Hi everyone, right now I’m depth sorting my models and rendering them from furthest to closest, so that I can use opengl’s built in transparency. It’s working okay, but it breaks down when one model intersects with another or is inside another (imagine a semitransparent sphere bouncing around inside another semitransparent sphere–which one is further back?).
I did a bit of research and found out that OpenRL does real-time raytracing, so that seems to be an option. Would you guys recommend using something like OpenRL? Is it too processor intensive for a game?
There was also a technique out there called Depth Peeling, which looks really cool. It’s a shame that I have to send the geometry for each pass though (and I have a nagging suspicion there’s a way around re-sending like that).
Those two options look pretty promising, but before I choose one of those, what are your thoughts on them? Or do you have any other options that I could investigate?
Thanks for the amazing resources! I’m definitely going with the A-buffer, because its 8x faster than depth peeling. Two quick questions:
Is this technique compatible with screen space ambient occlusion, screen space deferred shading, or screen space shadow mapping? I don’t need any of these, I’m just curious.
The powerpoint says that the stencil buffer is being written to (by subtracting from all of the samples) and read from (by comparing the subsamples with the reference value). I thought we couldn’t read from and write to textures at the same time?
First of all, the problem with the A-buffer is that you have several “layers” of the color buffer (based on how many levels of transparency you would like to provide for a single fragment) thus it has a significant memory overhead, that’s why linked list buffers are preferred if your target hardware supports it. I agree, that depth peeling is a definite no from performance point of view but weighted average is also a pretty good drop-in feature for OIT. I don’t want to convince you, but I just wanted to clarify this in order to help your decision.

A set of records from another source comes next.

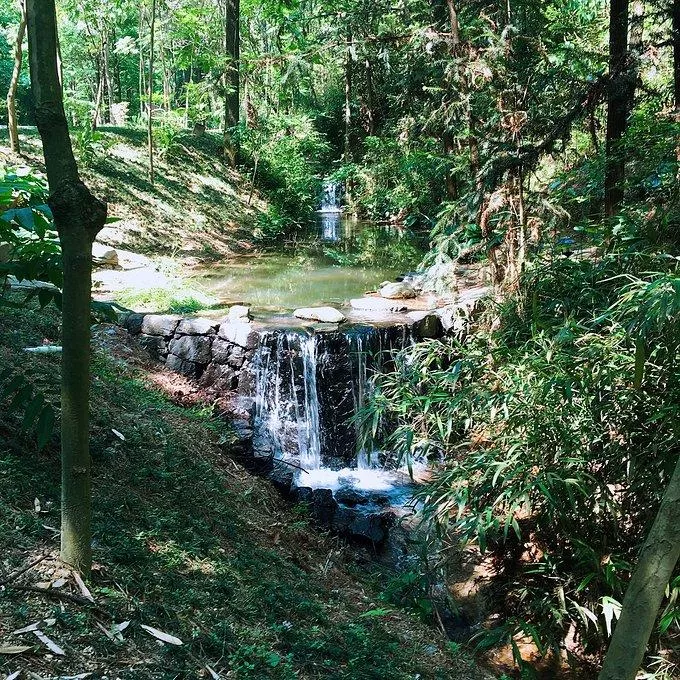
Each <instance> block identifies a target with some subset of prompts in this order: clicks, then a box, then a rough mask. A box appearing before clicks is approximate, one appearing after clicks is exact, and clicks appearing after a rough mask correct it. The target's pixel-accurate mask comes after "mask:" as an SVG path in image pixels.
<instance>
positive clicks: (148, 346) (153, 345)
mask: <svg viewBox="0 0 680 680" xmlns="http://www.w3.org/2000/svg"><path fill="white" fill-rule="evenodd" d="M139 344H140V346H141V347H142V348H143V349H145V350H146V351H147V352H148V353H149V354H150V355H151V358H152V359H165V355H166V354H167V353H168V343H167V341H166V339H165V338H164V337H162V336H160V335H146V334H144V333H142V334H141V335H140V336H139Z"/></svg>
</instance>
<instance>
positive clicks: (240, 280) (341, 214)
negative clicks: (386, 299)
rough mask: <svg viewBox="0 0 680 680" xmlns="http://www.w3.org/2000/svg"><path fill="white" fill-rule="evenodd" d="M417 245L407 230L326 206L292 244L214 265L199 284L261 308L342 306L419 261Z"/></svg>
mask: <svg viewBox="0 0 680 680" xmlns="http://www.w3.org/2000/svg"><path fill="white" fill-rule="evenodd" d="M419 246H420V244H419V239H418V237H416V236H415V235H414V234H413V233H412V232H410V231H408V230H404V229H401V228H400V229H395V228H394V227H384V226H377V225H372V224H368V223H362V222H357V221H356V220H351V219H348V218H346V217H345V216H343V214H342V213H341V212H338V211H332V212H331V211H327V212H326V211H324V212H319V213H318V220H317V224H316V225H314V228H313V229H310V231H309V233H307V234H305V235H303V237H302V238H301V239H300V240H298V241H297V242H296V243H295V246H294V247H293V248H292V249H288V250H286V251H281V252H264V253H260V254H257V255H254V256H244V257H236V258H233V259H231V260H229V262H227V263H225V264H221V265H213V266H211V267H210V268H209V269H207V270H206V271H204V272H202V273H201V274H200V275H199V283H201V284H202V285H203V287H204V288H207V290H208V292H210V293H211V294H212V295H214V296H216V297H218V298H219V299H220V301H221V302H222V303H224V304H232V303H237V302H241V303H245V304H249V305H252V306H253V307H255V308H257V309H260V310H263V311H276V312H279V311H284V312H288V311H291V310H293V309H296V308H298V307H310V306H316V305H324V304H330V305H334V306H342V305H344V304H347V303H348V302H349V300H350V299H351V298H354V297H359V296H361V295H362V294H363V293H365V292H366V291H369V290H375V289H376V287H377V286H378V285H379V284H380V282H381V281H384V280H385V279H394V277H395V276H398V275H399V274H403V273H404V272H405V271H408V270H409V269H412V268H414V267H415V266H417V264H418V262H419V261H420V259H421V258H422V253H423V251H422V249H421V247H419Z"/></svg>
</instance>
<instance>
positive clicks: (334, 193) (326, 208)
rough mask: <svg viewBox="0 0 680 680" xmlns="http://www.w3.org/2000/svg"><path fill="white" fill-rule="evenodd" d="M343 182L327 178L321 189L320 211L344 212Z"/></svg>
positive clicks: (328, 211)
mask: <svg viewBox="0 0 680 680" xmlns="http://www.w3.org/2000/svg"><path fill="white" fill-rule="evenodd" d="M342 189H343V187H342V183H340V182H334V181H332V180H326V181H325V182H324V183H323V188H322V190H321V205H320V206H319V211H320V212H336V213H338V212H342V205H341V202H342V193H343V191H342Z"/></svg>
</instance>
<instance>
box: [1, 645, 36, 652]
mask: <svg viewBox="0 0 680 680" xmlns="http://www.w3.org/2000/svg"><path fill="white" fill-rule="evenodd" d="M29 649H32V647H27V646H26V645H9V646H7V647H5V646H3V647H0V654H23V653H24V652H27V651H28V650H29Z"/></svg>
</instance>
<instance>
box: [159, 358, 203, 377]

Theoretically it is possible to do SSAO and deferred shading with A-buffers, but one needs to heavily modify the way how the evaluation of those happens. I don’t know what exactly you mean by screen space shadow mapping but shadow mapping in general is also possible but again, with modifications needed to take all the layers into consideration (however, in order to have transparent shadows, well, that’s a more complicated question).
Reading and writing to the same texture is in fact supported officially only on GL4 class hardware (even though some earlier cards know it, e.g. ATI HD3000). I do not know the exact way how NVIDIA implemented their stencil routed A-buffer but I suppose here they mean stencil operations. If you check stencil operations they indeed allow you to read and write them (stencil test + stencil write operations). The stencil and the depth buffer are such that they allow read-write ops since the very beginning of OpenGL’s history.
All this information is a goldmine. Thanks a bunch!
So I did a bit of calculations, and with a resolution that requires a texture of 2048x1024, I would need 16mb of space on my graphics card per layer. If I was to have 8 layers, that’s 128mb of space… I suppose I could include a setting for how many layers I could use, but you’re right, that is pretty expensive. Maybe I’ll also include a setting to do weighted average for the low-end users.
So people keep saying that linked-list buffers are only available on “DX11-class hardware”. What exactly does that mean if I’m using opengl instead? I’m guessing a lot of DX11 class hardware also supports opengl. What percentage of users do you think has DX11 class hardware?
So people keep saying that linked-list buffers are only available on “DX11-class hardware”. What exactly does that mean if I’m using opengl instead?
That means OpenGL 4.1 or better. Though I’m not sure if unextended 4.1 can do all of the things you need to in order to implement linked lists. If the ARB keeps adding to GL on their previous schedule, then we’ll probably see OpenGL 4.2 at GDC.
What percentage of users do you think has DX11 class hardware?
There’s no way to know for sure, but the Steam hardware survey provides some numbers. How useful they are depends on how much your audience overlaps with Steam users.
The benefits of this are that we can have models that intersect with other models, and models that are inside other models. In the previous version we had to do things like only rendering the far sides of tunnels, and splitting things in half so they could be in different places in the sorted order.
The costs of this are that for a play area (everything left of the menus) anywhere between 513x1025 and 1024x2048, each “layer” will take 16mb of space on the video card, and usually around 8 layers are used, totalling 128 megabytes. Also, anything behind 8 layers of transparency will be dropped, but that shouldn’t be a problem in our case because in most of our program, after 6 layers of transparency, anything behind them will be impossible to discern anyway.